Dose of History – A Brief History of Drug Advertising and Regulation

Prior to 1906, the medicine market looked very different than it does today. Prescriptions were not necessary and patients were generally able to self-medicate without consulting a doctor or pharmacist. The actual contents of medicines were not always known to the buyer as the manufacturers were not obligated to make their proprietary formulas public. As a result, the composition of many solutions on the market during this period have been lost to time. However, it was quite common for these medicines to contain opiates, alcohol, and other intoxicants. Drugs of this kind were called “patent medicines” and were often distinguished from drugs compounded and sold by a trained pharmacist. Although they had existed since the 17th century, the patent medicine industry boomed in the late 1800s largely due to the growth of mass media. Patent medicine manufacturers were some of the most aggressive advertisers in newspapers and magazines and often relied on this advertising and name recognition to win over customers. Advertisements were also distributed by mail, and most medicine could be purchased via mail.

There was almost no legislation restricting how these advertisements were conducted, meaning that many medicines were advertised with little concern for how effective they actually were. Many advertisements feature rather outlandish claims–for instance, one advertisement for “Dr. Hand’s Remedies for Children” describes its effects as “magical” and claims it “instantly relieves the babe” of all pain and bowel issues. As this ad suggests, mothers were a fairly common target for patent medicine advertisements, and imagery of shrieking infants turned calm by a certain remedy figure prominently.

As the patent medicine industry grew, so did the movement against it. Most pharmacists had long scorned the patent medicine industry for its lack of professional oversight and its perceived delegitimization of the occupation of pharmacy. The late 19th century also saw the growth of the Progressive movement, which sought to redefine the role of the federal government to provide better protection for consumers. Concurrent with the development of the Progressive movement was the growth of the Temperance movement, which blamed the patent medicine industry, in particular its advertising directed towards mothers, for the creation of alcoholics and addicts from an early age. These political and cultural movements culminated in the passage of the Pure Food and Drug Act in 1906, which set up standards of quality which would be enforced by the federal government.

The Pure Food and Drug Act also resulted in significant changes in labelling and advertisement. It required certain substances such as cocaine, heroin, and chloroform to be listed on the label if the medicine contained them. The act also prohibited drugs which misrepresented their contents to consumers and, in theory, provided consumers some protection against false claims made in advertising. Some medicine manufacturers took advantage of this act and spun it as an unofficial endorsement of purity from the federal government in their advertisements.

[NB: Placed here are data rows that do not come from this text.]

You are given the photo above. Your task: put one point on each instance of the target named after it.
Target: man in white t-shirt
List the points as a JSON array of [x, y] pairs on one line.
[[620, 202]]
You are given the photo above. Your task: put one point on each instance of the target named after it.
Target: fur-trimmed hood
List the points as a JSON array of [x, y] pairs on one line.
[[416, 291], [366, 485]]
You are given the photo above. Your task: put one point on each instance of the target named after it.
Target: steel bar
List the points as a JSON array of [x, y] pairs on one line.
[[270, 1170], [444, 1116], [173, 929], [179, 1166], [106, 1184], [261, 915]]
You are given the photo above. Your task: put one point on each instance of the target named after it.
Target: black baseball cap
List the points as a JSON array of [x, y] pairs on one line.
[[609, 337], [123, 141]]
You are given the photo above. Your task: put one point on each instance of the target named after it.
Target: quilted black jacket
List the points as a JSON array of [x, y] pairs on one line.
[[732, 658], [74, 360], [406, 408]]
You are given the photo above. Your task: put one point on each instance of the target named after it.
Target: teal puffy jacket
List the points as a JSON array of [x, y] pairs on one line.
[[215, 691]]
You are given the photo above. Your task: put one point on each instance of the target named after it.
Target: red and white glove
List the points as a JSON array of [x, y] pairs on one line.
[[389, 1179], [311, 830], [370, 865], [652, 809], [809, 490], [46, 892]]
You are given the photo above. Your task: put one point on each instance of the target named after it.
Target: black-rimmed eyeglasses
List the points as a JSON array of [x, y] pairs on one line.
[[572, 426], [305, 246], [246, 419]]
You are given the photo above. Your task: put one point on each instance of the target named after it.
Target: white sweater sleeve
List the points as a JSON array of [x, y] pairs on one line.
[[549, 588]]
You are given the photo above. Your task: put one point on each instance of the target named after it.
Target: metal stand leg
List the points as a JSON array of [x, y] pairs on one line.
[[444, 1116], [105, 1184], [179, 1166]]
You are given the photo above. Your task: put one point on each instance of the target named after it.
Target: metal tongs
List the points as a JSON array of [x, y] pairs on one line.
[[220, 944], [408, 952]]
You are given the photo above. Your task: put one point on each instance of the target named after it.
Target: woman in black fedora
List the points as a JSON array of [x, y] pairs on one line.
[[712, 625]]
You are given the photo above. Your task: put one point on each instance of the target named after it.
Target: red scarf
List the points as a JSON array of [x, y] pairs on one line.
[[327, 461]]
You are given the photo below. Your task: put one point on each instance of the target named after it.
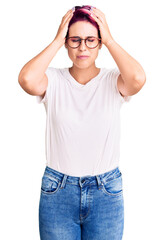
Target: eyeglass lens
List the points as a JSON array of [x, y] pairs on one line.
[[74, 42]]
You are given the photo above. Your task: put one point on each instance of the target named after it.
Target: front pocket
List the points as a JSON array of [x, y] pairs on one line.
[[50, 185], [113, 187]]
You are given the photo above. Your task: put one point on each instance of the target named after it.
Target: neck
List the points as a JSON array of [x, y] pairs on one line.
[[83, 75]]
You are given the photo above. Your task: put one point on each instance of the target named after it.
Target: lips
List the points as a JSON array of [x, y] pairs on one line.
[[82, 56]]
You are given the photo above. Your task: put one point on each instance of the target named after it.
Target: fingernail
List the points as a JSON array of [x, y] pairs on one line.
[[73, 9]]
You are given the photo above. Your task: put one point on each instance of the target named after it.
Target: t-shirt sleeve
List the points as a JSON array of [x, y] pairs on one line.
[[114, 75], [50, 75]]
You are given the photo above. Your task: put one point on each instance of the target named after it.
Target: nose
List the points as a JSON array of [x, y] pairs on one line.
[[82, 45]]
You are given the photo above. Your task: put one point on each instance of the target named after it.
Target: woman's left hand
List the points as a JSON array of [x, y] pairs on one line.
[[99, 17]]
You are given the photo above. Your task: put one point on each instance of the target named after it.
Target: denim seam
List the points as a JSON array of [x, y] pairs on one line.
[[88, 207]]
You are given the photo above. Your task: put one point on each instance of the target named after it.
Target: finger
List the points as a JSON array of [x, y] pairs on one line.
[[70, 15], [99, 15], [96, 18], [69, 11]]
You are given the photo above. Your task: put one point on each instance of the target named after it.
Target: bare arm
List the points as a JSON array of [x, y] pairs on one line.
[[33, 72]]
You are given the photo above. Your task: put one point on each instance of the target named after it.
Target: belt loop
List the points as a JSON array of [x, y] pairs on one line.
[[100, 183], [63, 181]]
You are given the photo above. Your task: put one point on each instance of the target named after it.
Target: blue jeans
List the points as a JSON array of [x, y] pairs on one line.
[[87, 208]]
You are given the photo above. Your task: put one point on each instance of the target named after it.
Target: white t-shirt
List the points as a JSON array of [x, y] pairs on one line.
[[83, 122]]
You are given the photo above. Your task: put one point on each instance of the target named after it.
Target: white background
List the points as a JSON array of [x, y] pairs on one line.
[[27, 27]]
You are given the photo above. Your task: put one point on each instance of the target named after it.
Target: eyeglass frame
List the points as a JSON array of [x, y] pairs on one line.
[[85, 39]]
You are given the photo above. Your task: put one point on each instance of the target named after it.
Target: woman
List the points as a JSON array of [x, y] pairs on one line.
[[81, 190]]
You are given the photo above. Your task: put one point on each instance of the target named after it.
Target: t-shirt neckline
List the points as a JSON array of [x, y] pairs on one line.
[[80, 85]]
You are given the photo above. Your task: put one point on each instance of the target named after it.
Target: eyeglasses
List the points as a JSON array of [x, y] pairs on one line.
[[90, 42]]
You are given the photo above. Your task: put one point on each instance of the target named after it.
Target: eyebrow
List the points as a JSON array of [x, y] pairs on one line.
[[85, 37]]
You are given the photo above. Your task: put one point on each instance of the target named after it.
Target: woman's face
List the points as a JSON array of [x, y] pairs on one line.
[[83, 29]]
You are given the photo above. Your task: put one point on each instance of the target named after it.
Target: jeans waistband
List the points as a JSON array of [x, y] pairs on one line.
[[84, 180]]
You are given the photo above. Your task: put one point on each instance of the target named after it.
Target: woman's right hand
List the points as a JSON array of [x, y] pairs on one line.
[[63, 28]]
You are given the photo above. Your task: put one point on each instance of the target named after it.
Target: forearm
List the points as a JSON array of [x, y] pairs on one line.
[[130, 69], [34, 69]]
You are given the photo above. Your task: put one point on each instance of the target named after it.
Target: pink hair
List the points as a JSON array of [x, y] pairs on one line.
[[80, 14]]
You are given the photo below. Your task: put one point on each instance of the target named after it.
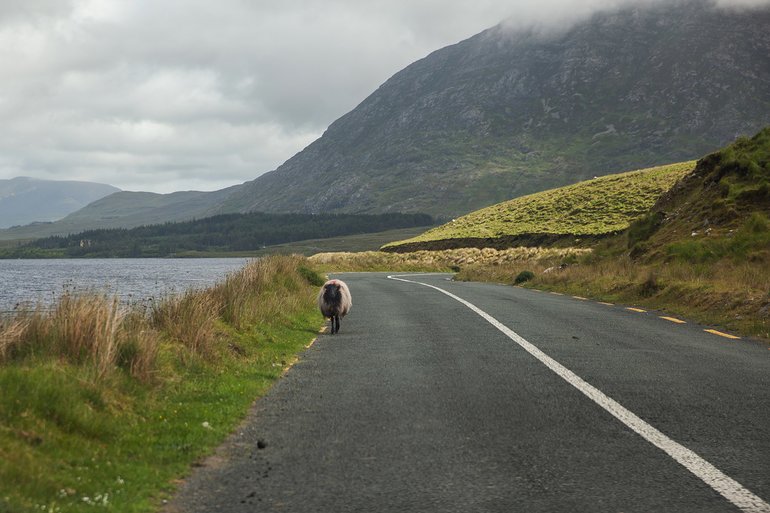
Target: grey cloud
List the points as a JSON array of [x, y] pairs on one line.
[[180, 94]]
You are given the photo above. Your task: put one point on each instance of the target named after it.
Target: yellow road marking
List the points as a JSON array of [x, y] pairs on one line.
[[725, 335]]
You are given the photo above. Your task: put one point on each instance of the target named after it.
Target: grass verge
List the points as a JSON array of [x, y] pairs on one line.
[[104, 407], [731, 294]]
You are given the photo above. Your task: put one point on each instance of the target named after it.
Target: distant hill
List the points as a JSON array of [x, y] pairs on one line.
[[506, 113], [127, 210], [27, 200], [586, 210], [224, 233]]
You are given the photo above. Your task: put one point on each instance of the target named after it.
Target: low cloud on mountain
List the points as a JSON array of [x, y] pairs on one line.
[[189, 94]]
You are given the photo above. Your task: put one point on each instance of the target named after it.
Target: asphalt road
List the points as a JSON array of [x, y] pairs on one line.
[[421, 404]]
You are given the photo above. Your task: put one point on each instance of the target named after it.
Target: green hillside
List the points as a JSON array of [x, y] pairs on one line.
[[592, 208]]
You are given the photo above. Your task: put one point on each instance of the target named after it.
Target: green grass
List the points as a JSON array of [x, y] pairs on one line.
[[72, 440], [595, 207]]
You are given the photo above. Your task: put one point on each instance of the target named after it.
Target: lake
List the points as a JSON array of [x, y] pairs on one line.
[[28, 282]]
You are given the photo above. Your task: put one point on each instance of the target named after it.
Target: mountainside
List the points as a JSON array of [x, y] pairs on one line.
[[506, 113], [127, 210], [27, 200], [590, 209], [720, 210]]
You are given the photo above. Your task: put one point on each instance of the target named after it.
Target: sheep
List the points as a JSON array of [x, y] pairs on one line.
[[334, 301]]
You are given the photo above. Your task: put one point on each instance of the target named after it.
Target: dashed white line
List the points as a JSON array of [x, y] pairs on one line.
[[730, 489]]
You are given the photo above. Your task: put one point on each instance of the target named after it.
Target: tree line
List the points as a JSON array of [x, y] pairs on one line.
[[222, 233]]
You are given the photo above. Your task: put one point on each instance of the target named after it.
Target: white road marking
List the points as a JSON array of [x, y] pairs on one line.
[[730, 489]]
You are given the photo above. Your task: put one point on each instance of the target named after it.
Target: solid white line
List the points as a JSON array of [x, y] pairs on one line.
[[730, 489]]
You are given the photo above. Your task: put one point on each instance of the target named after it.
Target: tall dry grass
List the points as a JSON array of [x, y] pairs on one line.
[[82, 328], [189, 319], [445, 260], [96, 330]]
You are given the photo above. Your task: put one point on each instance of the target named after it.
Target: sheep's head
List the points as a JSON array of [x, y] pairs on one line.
[[331, 291]]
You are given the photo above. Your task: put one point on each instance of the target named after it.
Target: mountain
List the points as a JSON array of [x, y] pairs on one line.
[[510, 112], [27, 200], [507, 113], [581, 212], [719, 211], [127, 210]]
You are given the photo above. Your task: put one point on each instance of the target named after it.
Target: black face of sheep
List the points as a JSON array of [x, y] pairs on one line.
[[334, 302]]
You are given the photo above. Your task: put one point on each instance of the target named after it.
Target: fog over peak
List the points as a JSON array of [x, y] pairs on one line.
[[190, 94]]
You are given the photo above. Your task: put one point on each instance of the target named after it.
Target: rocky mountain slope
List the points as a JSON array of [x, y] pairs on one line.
[[26, 200], [506, 113]]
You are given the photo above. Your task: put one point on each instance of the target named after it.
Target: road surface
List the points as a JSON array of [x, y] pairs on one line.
[[479, 397]]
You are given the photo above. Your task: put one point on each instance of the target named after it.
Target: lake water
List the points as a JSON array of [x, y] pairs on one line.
[[132, 279]]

For the next thirty years or so, the country would operate under the Pure Food and Drug Act as the only piece of federal legislation regulating drug advertisement. Despite the lack of new regulation, the early 20th century remained a period of significant change for drug advertising. The political and moral backlash against patent medicines led to their gradual decline to the advantage of the pharmaceutical industry. One article published by the American Medical Association in 1919 advises against the use of patent medicines, demonstrating a conscious effort to consolidate authority of the administration of medicine to medical professionals. This drive continued into the 1930s, with the National Association of Retail Druggists publishing pamphlets criticizing self-medication and encouraging pharmacists to write more prescriptions. Of course, patent medicines did not simply cease to exist–arguably, they still exist in some form in the modern day–but their prominence in the medical market was steadily diminishing.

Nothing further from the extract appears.